De l’autre côté des grilles, la situation évolue, entre ceux qui l’ont entendu, et ceux qui ne l’ont pas entendu. Alors que le message se répand parmi les seconds, les premiers commencent à en avoir sérieusement ras la casquette, le turban, la kippa, le fez, la chapka, le bonnet, et de manière générale tout ce qui se fait en terme de couvre-chef, et commencent à demander des explications, de plus en plus bruyamment. Ce qui, bien sûr, n’arrange en rien la situation.
???, toujours aussi peu investi: Ah ! J’ai trouvé. (Il boit une gorgée de café.) C’est drôle, j’ai toujours cru qu’il y avait deux f à ce mot.

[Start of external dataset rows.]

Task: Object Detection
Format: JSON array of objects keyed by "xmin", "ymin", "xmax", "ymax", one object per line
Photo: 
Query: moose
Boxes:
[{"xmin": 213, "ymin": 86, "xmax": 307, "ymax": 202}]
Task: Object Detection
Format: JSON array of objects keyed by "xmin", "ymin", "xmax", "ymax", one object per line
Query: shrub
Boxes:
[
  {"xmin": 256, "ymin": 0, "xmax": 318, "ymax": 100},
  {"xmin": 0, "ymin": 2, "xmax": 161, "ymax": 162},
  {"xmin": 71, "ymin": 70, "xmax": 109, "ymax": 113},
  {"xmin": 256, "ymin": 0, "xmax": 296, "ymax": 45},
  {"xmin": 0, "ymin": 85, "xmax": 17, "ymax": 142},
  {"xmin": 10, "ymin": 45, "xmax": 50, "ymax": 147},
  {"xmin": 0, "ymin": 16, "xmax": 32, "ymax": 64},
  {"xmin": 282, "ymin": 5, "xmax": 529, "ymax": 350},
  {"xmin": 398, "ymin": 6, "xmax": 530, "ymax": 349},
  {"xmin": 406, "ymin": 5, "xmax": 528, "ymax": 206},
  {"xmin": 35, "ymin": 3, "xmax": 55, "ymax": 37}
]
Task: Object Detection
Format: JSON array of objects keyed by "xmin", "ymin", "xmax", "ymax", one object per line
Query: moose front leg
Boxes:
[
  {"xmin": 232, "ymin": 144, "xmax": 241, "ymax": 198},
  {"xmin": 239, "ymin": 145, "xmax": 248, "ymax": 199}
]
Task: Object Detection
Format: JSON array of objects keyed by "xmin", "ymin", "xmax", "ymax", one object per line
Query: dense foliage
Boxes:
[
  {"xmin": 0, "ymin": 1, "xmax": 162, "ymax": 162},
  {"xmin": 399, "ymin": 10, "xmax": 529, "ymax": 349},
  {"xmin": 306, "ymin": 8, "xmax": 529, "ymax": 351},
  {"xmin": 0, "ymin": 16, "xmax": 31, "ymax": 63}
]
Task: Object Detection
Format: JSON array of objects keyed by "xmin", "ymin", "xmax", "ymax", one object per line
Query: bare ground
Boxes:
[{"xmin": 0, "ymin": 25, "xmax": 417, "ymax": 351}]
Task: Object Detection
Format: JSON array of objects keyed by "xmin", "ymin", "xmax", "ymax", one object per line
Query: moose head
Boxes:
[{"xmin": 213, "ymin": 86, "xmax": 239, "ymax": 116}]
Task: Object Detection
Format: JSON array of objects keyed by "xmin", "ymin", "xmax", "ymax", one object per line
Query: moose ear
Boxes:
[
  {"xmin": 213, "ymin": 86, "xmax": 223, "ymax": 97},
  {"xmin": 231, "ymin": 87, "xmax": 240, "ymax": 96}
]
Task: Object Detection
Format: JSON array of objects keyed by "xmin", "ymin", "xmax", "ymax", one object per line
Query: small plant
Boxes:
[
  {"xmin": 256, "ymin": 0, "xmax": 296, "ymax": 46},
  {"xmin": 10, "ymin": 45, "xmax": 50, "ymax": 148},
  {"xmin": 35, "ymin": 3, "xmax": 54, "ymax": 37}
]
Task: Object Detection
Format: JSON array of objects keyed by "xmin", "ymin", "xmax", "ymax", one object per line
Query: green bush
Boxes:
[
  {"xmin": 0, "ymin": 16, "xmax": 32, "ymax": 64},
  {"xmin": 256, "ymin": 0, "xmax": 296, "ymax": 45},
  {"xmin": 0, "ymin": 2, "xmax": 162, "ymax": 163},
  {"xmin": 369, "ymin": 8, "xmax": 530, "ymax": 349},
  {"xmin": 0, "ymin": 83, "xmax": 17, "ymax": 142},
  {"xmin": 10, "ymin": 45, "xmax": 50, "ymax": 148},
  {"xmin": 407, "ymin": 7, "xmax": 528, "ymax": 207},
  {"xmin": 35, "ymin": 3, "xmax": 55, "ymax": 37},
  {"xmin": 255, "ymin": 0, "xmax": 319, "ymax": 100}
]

Soudain, les statues postées le long de la grille s’animent, et frappent le sol de leurs armes dans un boucan effroyable. Ce qui a pour effet de faire sursauter tout le monde, à l’exception du petit homme imperturbable, et d’amener enfin un silence bienvenu. Il y en a bien deux-trois qui s’exclament de béatitude, et d’autres qui râlent parce qu’ils ne peuvent pas se prosterner avec tout ce monde, mais au moins il n’y a plus un bruit, à part celui de la photocopieuse qui donne l’impression d’avoir avalé un chat. Après quelques minutes de ce silence, le petit homme dans sa guérite daigne enfin lever les yeux de son journal.
???, de sa voix traînante et sans timbre: Enfin. On va enfin pouvoir commencer. La direction tient à s’excuser des désagréments entraînés par le retard de nos services. L’imprimante était en panne, et impossible de remettre la main sur Gutenberg. En plus de ça, on avait plus de café. Bref, passons. (Il boit une longue gorgée de café, lentement.) Bon. Je ne me présenterai pas, ce serait inutile…
HOMME, sur le point de défaillir: Alors c’est bien vous ! Êtes-vous Saint-Pierre ?!
???, toujours sans émotions: Moi ? Ha. Ha. Vous êtes hilarant. Est-ce que j’ai l’air d’un portier ? Bien, ne traînons pas, nous n’avons pas l’éternité. Enfin, vous, si, mais moi je fais déjà bien trop d’heures supplémentaires. Non payées. J’espère que vous avez bien vos papiers.
VOIX DANS LA FOULE : N-nos papiers ?
???: Bien sûr. Vous n’êtes pas venus sans, j’espère ? (Il promène un regard sur la foule dépitée, et soupire.) Parfait. Vraiment parfait. (Il pianote sur les touches d’un téléphone posé là .) Géraldine ? Trouvez-moi des agrafes. Et du papier. Il va m’en manquer. (Il raccroche sans attendre la réponse.)